Updated on March 10, 2019
Stella Kaye profile image

Stella writes poems and short stories and has published a selection of these on HubPages.

Grave Decisions


Chilled to the Bone

"Sleep never comes easy when you're ninety-something and a staunch atheist," Great Aunt Thelma would often remark as she downed her sleeping pills with a glass of cold water. With her pink, hand-knitted bed-jacket wrapped around her tightly to protect her from howling draughts, she would turn down the inadequate heating even further leaving the rest of us to freeze then retire to the relative warmth of the east wing. She knew her observation would provoke a heated religious discussion which would keep everybody wide awake well into the small hours while she herself slept soundly with her electric blanket on full.

"You never know, you might be pleasantly surprised when it's your turn, "Uncle Wallace would reply, hoping to sow the seeds of belief in her mind just in case she might depart into the hereafter, her soul unprepared, that very night. I think out of all of us, he was the one who genuinely cared for her, but then again he was a man of the cloth.

But aunt Thelma remained blissfully happy in her unbelief. "Dead's dead - that's all there is to it!" Then she would glare at you with those piercing, icy blue eyes that chilled you to the very bone. They were capable of banishing even the most determined Jehovah's Witness from the castle doorstep, although she preferred to stand there and argue with them, wielding her walking stick like Moses with his staff, parting the Red Sea, but there was only the moat around the castle and even that had dried up, thanks to Aunt Thelma's parsimony and the water board. She would gleefully tell these witnesses how many pints of blood she had donated in younger days, making them rush straight back to their Kingdom Hall. Perversely she would read their "Watchtowers" and "Awake" magazines, and then deface them by adding speech bubbles and funny captions to the pictures on the covers. There was Joshua outside the walls of Jericho shouting "Can we have our ball back please?" and Moses wandering round in the wilderness begging for a map.

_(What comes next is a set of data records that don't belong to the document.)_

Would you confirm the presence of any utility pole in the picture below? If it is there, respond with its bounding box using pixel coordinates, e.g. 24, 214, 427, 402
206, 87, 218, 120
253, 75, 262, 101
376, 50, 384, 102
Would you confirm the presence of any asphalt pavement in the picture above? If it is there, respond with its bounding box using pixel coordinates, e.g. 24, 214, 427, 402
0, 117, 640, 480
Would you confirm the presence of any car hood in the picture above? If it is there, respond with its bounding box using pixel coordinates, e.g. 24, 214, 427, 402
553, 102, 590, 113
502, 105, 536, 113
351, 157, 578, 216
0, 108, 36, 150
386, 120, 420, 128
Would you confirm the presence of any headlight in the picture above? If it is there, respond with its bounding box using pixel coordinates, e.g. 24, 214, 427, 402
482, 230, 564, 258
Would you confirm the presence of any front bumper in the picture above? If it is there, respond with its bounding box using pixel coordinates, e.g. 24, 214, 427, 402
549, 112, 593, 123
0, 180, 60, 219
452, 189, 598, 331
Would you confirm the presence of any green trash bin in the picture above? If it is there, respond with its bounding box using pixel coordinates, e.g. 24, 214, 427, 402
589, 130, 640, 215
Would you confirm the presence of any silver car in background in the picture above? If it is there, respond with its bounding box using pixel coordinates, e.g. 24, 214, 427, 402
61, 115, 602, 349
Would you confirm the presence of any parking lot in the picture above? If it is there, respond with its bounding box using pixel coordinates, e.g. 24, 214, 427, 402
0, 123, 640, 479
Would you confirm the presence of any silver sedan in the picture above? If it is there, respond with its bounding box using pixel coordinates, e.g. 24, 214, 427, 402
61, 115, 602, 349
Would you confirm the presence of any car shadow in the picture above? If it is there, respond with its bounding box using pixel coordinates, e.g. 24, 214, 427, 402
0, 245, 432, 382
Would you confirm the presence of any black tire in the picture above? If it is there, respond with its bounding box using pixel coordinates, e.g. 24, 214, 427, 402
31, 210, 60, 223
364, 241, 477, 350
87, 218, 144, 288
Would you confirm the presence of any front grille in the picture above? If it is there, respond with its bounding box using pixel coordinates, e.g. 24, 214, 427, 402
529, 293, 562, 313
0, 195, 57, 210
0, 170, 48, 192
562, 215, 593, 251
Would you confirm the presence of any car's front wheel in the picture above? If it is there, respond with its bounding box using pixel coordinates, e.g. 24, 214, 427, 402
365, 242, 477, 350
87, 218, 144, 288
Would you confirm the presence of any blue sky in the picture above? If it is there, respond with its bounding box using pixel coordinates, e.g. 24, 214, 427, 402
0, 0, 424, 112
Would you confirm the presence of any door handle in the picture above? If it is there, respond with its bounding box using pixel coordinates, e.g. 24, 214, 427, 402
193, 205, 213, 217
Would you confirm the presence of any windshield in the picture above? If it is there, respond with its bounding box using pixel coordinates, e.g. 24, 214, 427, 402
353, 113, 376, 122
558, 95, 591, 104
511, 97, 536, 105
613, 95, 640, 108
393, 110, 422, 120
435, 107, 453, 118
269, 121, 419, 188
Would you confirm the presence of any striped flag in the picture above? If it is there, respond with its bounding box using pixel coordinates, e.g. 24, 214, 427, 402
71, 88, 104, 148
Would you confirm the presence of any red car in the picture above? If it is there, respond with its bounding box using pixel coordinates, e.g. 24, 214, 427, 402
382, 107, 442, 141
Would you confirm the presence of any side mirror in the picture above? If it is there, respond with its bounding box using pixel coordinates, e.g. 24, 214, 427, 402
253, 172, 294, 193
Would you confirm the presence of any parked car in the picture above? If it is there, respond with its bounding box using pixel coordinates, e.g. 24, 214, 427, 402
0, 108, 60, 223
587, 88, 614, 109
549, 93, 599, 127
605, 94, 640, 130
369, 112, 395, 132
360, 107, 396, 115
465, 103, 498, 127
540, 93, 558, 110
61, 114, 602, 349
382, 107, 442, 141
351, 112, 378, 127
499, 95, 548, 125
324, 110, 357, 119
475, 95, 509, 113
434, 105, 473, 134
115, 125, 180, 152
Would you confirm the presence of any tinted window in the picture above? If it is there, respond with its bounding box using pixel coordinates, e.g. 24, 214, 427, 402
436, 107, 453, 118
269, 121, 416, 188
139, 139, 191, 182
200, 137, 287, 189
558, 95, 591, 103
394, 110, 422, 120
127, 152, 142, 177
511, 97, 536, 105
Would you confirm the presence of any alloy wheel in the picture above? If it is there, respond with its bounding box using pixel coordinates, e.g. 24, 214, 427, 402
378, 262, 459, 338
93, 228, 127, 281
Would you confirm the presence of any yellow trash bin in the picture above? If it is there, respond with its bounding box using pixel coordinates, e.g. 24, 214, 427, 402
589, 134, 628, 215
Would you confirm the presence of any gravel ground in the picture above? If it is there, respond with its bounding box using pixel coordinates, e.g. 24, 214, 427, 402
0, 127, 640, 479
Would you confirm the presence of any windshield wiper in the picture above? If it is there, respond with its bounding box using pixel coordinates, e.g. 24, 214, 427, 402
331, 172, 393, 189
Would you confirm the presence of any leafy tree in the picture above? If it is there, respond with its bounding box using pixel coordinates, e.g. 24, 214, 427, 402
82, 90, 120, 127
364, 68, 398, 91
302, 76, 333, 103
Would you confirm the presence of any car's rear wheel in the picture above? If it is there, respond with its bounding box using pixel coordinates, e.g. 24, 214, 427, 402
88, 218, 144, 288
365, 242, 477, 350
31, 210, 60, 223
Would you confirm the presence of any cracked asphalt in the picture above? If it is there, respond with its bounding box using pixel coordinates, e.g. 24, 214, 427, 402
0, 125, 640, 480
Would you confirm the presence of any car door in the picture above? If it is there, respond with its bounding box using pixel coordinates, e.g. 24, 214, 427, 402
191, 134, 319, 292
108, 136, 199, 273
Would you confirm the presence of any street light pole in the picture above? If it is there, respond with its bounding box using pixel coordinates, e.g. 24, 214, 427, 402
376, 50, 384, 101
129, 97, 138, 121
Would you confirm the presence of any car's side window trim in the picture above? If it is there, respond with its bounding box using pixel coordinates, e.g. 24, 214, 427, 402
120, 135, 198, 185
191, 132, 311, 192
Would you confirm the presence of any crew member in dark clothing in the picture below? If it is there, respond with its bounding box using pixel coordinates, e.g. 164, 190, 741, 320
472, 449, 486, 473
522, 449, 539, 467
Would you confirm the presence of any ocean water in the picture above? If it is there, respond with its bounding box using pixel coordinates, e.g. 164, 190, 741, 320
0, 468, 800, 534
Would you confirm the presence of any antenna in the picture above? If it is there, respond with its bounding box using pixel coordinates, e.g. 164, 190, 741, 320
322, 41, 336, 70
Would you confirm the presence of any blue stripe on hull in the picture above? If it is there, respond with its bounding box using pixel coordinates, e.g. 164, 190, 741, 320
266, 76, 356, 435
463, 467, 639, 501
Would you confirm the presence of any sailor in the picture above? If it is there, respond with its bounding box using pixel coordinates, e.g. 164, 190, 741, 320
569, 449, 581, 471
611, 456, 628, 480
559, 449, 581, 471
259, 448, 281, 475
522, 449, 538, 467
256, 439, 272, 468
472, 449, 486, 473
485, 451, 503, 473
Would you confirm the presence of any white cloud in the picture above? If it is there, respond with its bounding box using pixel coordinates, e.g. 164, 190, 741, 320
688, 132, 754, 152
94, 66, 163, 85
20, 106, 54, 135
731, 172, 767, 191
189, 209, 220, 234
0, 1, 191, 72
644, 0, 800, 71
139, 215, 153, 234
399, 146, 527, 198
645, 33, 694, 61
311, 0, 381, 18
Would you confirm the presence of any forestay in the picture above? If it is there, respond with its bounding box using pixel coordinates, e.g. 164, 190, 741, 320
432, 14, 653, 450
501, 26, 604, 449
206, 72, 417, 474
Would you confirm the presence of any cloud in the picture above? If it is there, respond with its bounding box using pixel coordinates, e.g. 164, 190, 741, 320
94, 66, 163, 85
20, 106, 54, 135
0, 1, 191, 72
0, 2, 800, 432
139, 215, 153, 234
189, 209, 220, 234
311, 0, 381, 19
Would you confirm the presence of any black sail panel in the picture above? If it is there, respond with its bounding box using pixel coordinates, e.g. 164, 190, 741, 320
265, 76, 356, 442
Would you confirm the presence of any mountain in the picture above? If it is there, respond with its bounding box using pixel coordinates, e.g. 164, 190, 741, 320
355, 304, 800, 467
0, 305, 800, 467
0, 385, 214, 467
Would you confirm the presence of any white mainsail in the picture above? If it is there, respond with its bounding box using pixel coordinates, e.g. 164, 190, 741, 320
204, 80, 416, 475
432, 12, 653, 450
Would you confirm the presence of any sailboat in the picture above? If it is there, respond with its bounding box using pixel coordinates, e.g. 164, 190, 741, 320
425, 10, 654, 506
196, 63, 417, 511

"Do you actually possess a Bible?" asked one proselytising caller, as if he was preaching to the heathen in some backwater of humanity.

"Yes, of course... without it my antique bookcase would be a bit wobbly... woodworm you know," came aunt Thelma's swift response.

But she never revealed that she actually possessed quite a collection of Bibles; apart from the King James Version, at least a dozen others adorned the shelves of the castle library. She had translations of other ancient scriptures too... it was as if she really was searching for some sort of answer, in spite of her cynicism, but could find none which convinced her.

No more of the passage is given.